Norkowy offtop - na ile się dało - wydzieliłem (na
NEXowy wniosek rzec można) do stosowniejszego wątku:
https://forum.lem.pl/index.php?topic=1424.msg85218#msg85218ps. Wracając do odmawiania koronki...
Aktualne statystyki:
https://www.medonet.pl/koronawirus/koronawirus-w-polsce,koronawirus-w-polsce---statystyki-dla-wojewodztw--aktualne-dane-,artykul,20479121.htmlEdit:
Kolejna drugoręczna
relacja - dowiedziałem się dziś z rodzinnych pogaduch, że żona kuzyna, dość znana prawnik (nie tak znana, jak pewien niedawno zatrzymany adwokat, ale zawsze
) - zaraz wyjaśnię czemu o tym wspominam - również
TO przeszła. Objawy na pograniczu bezobjawowości - jednodniowa niewysoka gorączka, lekki katar (bez kaszlu!), potem dwa tygodnie odczuwalnego, ale nie uniemożliwiającego +/- normalnego funkcjonowania (czuła się na tyle źle, że jeszcze przed objęciem kwarantanną nieco zwolniła tempa, ale nie do tego stopnia by musieć leżeć w łóżku, czy - przy rzeczy nieświadomości - całkowicie wziąć sobie wolne od pracy), osłabienia.
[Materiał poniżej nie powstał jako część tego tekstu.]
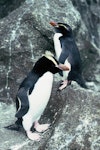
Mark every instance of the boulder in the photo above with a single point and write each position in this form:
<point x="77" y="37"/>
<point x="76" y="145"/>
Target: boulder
<point x="25" y="34"/>
<point x="74" y="118"/>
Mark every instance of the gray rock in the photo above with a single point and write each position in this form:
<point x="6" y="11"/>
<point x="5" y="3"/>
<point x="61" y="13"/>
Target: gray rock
<point x="74" y="116"/>
<point x="25" y="34"/>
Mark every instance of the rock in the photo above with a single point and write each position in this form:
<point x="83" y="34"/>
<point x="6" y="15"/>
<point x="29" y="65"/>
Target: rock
<point x="78" y="127"/>
<point x="25" y="34"/>
<point x="74" y="117"/>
Zostało jej niegroźne, choć dokuczliwe, powikłanie - utrzymujące się zapalenie spojówek. Co zabawne nie tylko nikogo nie zaraziła (choć, że to
koroniak wyszło przypadkiem, po około tygodniu
*, do tego czasu, jako się rzekło, nie izolowała się szczególnie od otoczenia), ale i nie da się ustalić od kogo złapała. Jej mąż, wszyscy ze sporej grupy osób, z którymi miała kontakt zawodowy, a także znajomi, których podejmowała na (mieszczącej się w dozwolonych ówczesnymi regulacjami limitach ilościowych; to straszna legalistka także w życiu prywatnym) imprezce w dniu, w którym dostała gorączki - a co do jednego ich solidnie przetestowano - nie tylko mieli negatywne wyniki testów, ale i nie skarżyli się w zbliżonym czasowo okresie na jakiekolwiek grypo- czy COVIDoidalne dolegliwości.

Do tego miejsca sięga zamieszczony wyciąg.